全身性エリテマトーデス(SLE)の在宅生活のための食事療法ガイドライン

  1.なぜSLEの患者さんは高タンパク低塩分の食事を選ぶべきなのでしょうか?
  A: 腎臓に障害のあるSLEの患者さんは.尿から多量のタンパク質を失うことが多く.低タンパク血症を起こすことがあるので.牛乳を多く飲んだり.大豆製品.卵.赤身の肉.魚などのタンパク質の多い食品を多く食べ.十分な良質のタンパク質を補給することが必要です。 また.ホルモン剤を塗布したり.腎臓に障害がある患者さんは.水やナトリウムが貯留して浮腫を起こしやすいので.塩分を控えた食事を選ぶ必要があります。
  2.なぜSLEの患者さんは低糖質・低脂肪の食事を選ぶべきなのでしょうか?
  A:SLEの患者さんは.長期にわたってグルココルチコイドを服用しているため.ステロイド糖尿病やクッシング症候群になりやすいので.食事を適切にコントロールし.糖分の多い食品は控えた方がよいでしょう。 SLEの患者さんは.病気のために活動量が減り.消化が悪くなっているので.脂肪分や油分の多いもの.揚げ物などは控えて.あっさりした消化の良いものを食べるようにするとよいでしょう。 また.グルココルチコイドによる骨粗鬆症を予防するためにカルシウムを補い.ビタミンを多く含む野菜や果物をより多く食べることが必要である。
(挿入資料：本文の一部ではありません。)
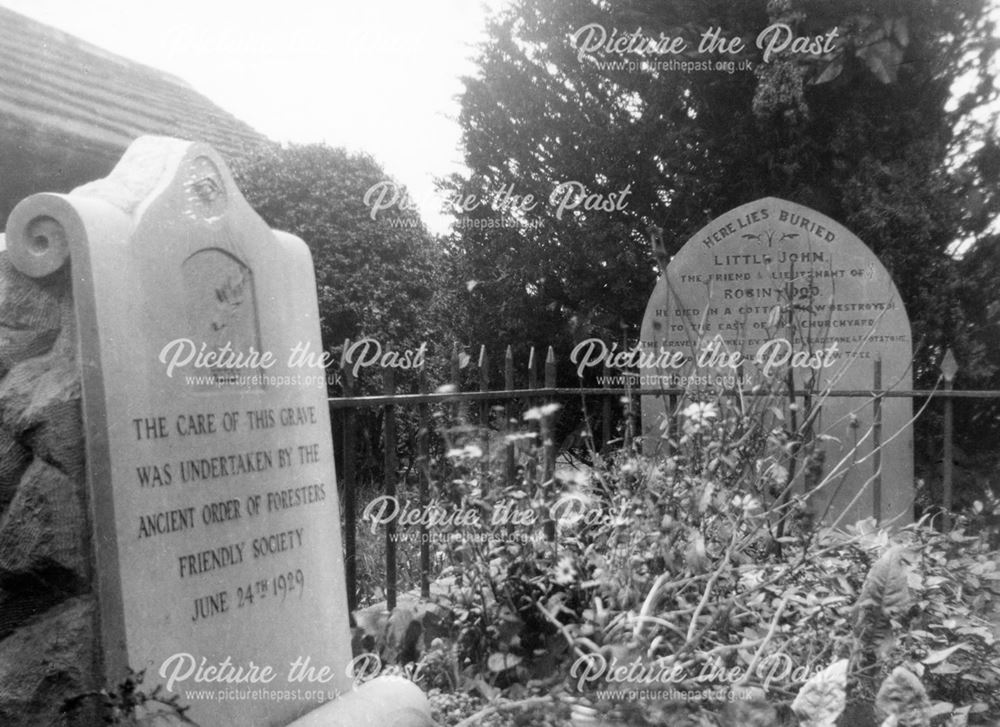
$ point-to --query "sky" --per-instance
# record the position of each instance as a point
(380, 76)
  3.なぜSLEの患者さんはカリウムのサプリメントを摂取したほうがよいのでしょうか?
  A: カリウムは細胞内液の主要なイオンであり.人間の健康維持に非常に重要な役割を担っています。 SLEの患者さんは.病気や薬.食事など様々な影響により.脱力感.腹部膨満感.不眠.筋肉の麻痺.不整脈などの低血中カリウムの症状が出やすいと言われています。 カリウムを多く含む食品は.緑葉野菜.バナナ.オレンジ.アーモンド.ジャガイモ.大豆.ドロボウなどです。
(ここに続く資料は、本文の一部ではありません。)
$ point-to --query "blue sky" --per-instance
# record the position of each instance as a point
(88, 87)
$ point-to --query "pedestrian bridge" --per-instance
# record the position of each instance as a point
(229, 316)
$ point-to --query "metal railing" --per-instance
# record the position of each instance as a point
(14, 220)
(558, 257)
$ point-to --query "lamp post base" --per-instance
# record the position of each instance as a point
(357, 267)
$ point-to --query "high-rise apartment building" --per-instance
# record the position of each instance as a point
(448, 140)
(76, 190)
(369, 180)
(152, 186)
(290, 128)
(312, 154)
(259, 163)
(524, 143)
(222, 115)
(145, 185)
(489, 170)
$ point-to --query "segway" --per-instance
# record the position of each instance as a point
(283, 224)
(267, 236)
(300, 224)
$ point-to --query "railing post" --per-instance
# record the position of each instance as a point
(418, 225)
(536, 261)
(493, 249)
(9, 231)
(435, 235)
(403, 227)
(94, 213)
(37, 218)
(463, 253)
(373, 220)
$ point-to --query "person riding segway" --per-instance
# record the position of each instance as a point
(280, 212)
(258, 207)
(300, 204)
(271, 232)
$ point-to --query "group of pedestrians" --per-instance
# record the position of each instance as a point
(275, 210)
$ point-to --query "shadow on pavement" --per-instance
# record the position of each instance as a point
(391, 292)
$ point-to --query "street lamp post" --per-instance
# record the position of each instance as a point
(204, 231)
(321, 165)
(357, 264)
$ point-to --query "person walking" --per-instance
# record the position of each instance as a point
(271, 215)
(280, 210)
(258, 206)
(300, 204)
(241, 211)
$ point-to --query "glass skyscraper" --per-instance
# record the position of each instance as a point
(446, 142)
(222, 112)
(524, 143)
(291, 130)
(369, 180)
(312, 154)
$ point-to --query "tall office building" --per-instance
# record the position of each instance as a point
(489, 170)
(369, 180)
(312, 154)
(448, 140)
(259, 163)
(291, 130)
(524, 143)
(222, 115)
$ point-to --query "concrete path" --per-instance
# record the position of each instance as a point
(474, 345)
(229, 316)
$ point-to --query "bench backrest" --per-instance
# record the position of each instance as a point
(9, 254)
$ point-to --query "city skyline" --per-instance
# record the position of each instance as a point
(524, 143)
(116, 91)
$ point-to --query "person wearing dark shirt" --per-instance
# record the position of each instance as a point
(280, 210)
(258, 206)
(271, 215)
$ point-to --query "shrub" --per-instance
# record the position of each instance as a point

  4.SLEの患者さんにはどのような食事制限が必要ですか?
  回答
  (1) マトン.犬肉.馬肉.ロバ肉.鹿肉など。
  (2) ほうれん草は.ループス腎炎の蛋白尿と尿細管型を悪化させ.尿路結石を引き起こす可能性があります。
  (3)カリフラワーは抜け毛を悪化させる可能性があります。
  (4) しいたけ.セロリ.草の頭(サザンクローバー.ゾイシア)は光感受性を高める可能性があります。
  (5) 唐辛子.ピーマン.ニンニク.エシャロットなど.辛くて熱い食べ物は.大量に食べないようにする。
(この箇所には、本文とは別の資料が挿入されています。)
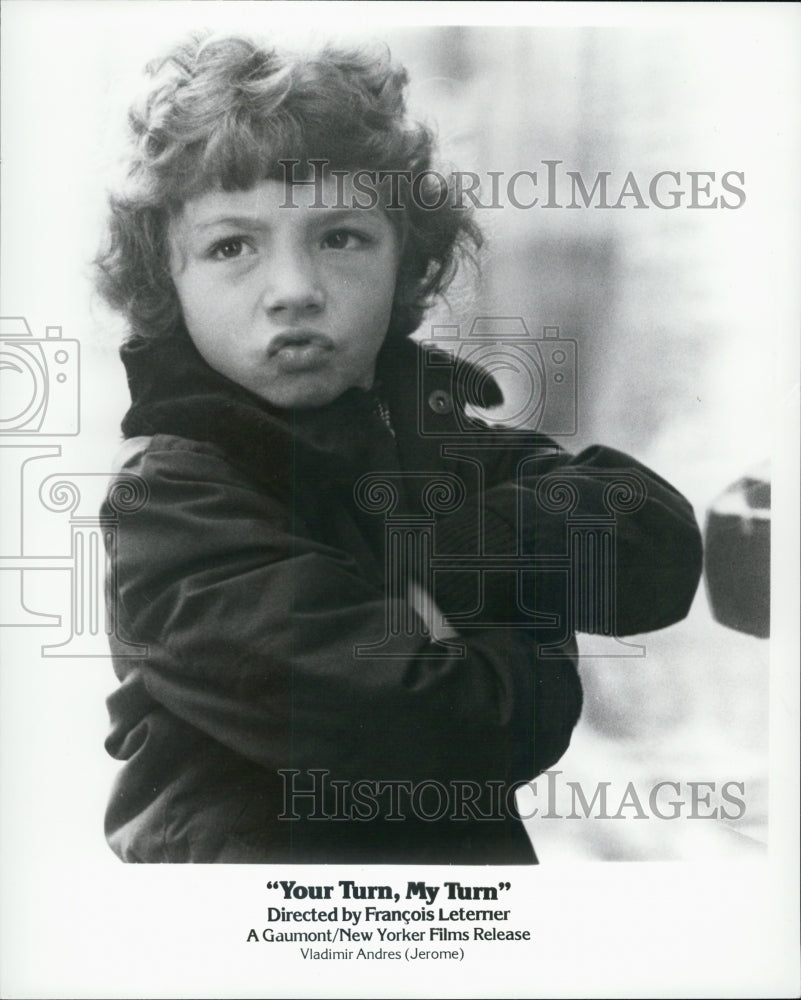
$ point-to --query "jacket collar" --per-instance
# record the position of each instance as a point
(174, 391)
  (6) 高脂血症の人は.豚肉.ラード.内臓肉.鶏の脂肪.脂肪の多いアヒル.脂肪の多いガチョウ.脂肪の多い牛肉.マトン.ホタテなどや.糖分の多い食品は控えた方がよい。
  (7) 海老.海蟹などアレルギーを起こしやすい魚介類は.注意して食べる。
  (8) アルコール.薬用酒.トニックワインなどの飲用.喫煙はご遠慮ください。
  5.SLEの患者さんが.ホルモン剤を塗った後に食欲が強くなり.食事量が増えたらどうしたらいいのでしょうか?
  A:大量の副腎皮質ホルモンを一定期間服用すると.食欲が旺盛になって食事量が増え.その後体重が増加して体脂肪が増える患者さんがいますが.これは多くの患者さん.特に若い患者さんがホルモン剤を使う前に心配するイメージに影響します。
  対処方法としては
  (1) 野菜や果物.赤身の肉や卵を多く摂るなど.ビタミンや良質のたんぱく質を多く含むバランスの良い食事を選ぶことです。
  (2) 刺激の強いもの.辛いものは避ける。 これは.すでに強い食欲を再び増大させないためである。
  (3)食欲があるときは.好きなだけ食べず.1日3食.肉と野菜を上手に組み合わせて.1回の食事量が病気のないときと同じになるように.無理なくアレンジしてください。 これは.短期的に過度な体重増加を防ぐためです。
  (4)空腹時には.糖分の少ない野菜や果物で補う。
  (5)規則正しく食事をし.食べ過ぎに注意する。